È qui che il processo di stabilizzazione va tutelato. Vale la pena dunque allargare lo sguardo in avanti e tracciare quanto potrebbe accadere. Pacifico che le elezioni siano una priorità assoluta come detto e come ha recentemente indicato in un’audizione parlamentare il Ministro degli Esteri italiano, Luigi Di Maio; posizione per altro condivisa, anche nei termini di aumentare le pressioni, con gli Stati Uniti e con l’Unione europea. Tanto che è stato già annunciato che chiunque verrà individuato come responsabile di aver ostacolato le elezioni finirà nelle liste sanzionatorie.
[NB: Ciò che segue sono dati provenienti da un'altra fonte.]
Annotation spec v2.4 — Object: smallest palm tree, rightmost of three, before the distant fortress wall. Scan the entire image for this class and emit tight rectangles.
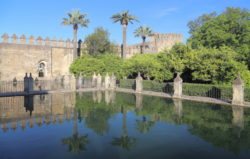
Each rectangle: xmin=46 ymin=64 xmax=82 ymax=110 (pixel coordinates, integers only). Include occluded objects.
xmin=134 ymin=26 xmax=153 ymax=54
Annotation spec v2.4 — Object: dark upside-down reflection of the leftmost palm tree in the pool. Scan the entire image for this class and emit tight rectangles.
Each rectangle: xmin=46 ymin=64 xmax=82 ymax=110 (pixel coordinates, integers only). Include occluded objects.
xmin=62 ymin=110 xmax=89 ymax=153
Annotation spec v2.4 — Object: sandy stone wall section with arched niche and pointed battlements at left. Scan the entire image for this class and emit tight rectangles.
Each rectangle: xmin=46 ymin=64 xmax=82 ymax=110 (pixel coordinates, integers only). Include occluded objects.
xmin=0 ymin=34 xmax=73 ymax=81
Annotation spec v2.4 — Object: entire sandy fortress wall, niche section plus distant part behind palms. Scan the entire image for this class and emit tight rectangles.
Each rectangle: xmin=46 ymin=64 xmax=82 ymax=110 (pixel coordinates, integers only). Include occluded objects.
xmin=0 ymin=33 xmax=183 ymax=81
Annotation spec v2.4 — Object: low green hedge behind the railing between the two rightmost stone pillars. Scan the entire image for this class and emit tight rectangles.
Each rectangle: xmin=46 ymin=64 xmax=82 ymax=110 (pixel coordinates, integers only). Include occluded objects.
xmin=182 ymin=83 xmax=232 ymax=100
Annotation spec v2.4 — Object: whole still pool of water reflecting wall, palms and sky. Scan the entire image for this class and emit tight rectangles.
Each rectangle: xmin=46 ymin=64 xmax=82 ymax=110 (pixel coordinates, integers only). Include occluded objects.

Di più, dunque: le elezioni diventano il passaggio che permetterebbe lo sblocco delle altre necessità della Libia, perché un governo eletto avrebbe molta più potere nel forzare le condizioni di uscita dei gruppi armati stranieri, e nel determinare le riforme (da quelle economiche a quelle securitarie). Posizione condivisa con Roma da Washington: gli Stati Uniti ritengono che la stabilizzazione sia completa solo con le votazioni, e pensano chiaramente alle proprie priorità. Su tutte, l’uscita del Wagner Group, considerata una penetrazione di carattere strategico della Russia nel Mediterraneo.

Diventa allora impossibile non esaminare con attenzione il piano alternativo che è in progetto tra Onu e parlamento HoR: una legge che potrebbe esautorare il ruolo dei 75 del Forum e forzare le elezioni di presidente e parlamentari. Una mossa che sta prendendo concretezza e che si basa sulla necessità di andare contro certe dinamiche innescate tra i delegati al dialogo onusiano, dove alcuni sembrano intenzionati a ritardare il processo elettorale come forma di salvaguardia di interessi propri o per procura. Il Parlamento, che ha dato la fiducia a Dabaiba, e che è riconosciuto a livello internazionale perché ultima istituzionale regolarmente eletta, si intesterebbe in questo modo la transizione, promuovendo e votando direttamente la elettorale (ruolo che spettava al Forum).

Se questo progetto si concretizzerà (e sembrano esserci spinte importanti da varie parti della Comunità internazionale), il voto del 24 dicembre sarà probabilmente salvo. Non saranno salve però le potenziali ripercussioni sul panorama politico libico e su quel delicato equilibrio che regola attualmente il paese. In ballo c’è infatti anche l’approvazione della legge per il Bilancio dello stato, che i parlamentari stanno ritardando anche in risposta allo stallo dell’approvazione del piano costituzionale per il voto prodottosi al Forum. Sulla sfondo resta la remota possibilità che il primo ministro Dabaiba chieda alla Banca centrale libica di provvedere in via emergenziale ai fondi, scavalcando il Parlamento.

Una sovrapposizione di elementi che potrebbe creare una grossa frattura, portando la Libia indietro più che traghettarla verso un futuro prospero. Con il rischio oltretutto che si inneschi anche un processo di carattere regionale: la crisi libica è in effetti sempre stata un test, una cartina di tornasole, per la regione. Se infatti lo scontro armato aveva esacerbato le divisioni intra-sunnismo tra Turchia da un lato ed Egitto e Emirati Arabi dall’altro, la stabilizzazione avviata dall’Onu in Libia era stata anche spinta per un tentativo di riapproccio tra Ankara e Il Cairo (e Abu Dhabi). Effetti che per di più si potrebbero riversare sul’areale vasto del Mediterraneo Allargato. Ed è altrettanto da segnalare che l’attuale stallo ha coinciso con un annacquamento delle relazioni turco-egiziane. Dal destino della Libia, insomma, passa il destino di un’ampia regione di mondo che è ancora attrazione degli interessi globali. Regione che è il naturale bacino di proiezione internazionale dell’Italia.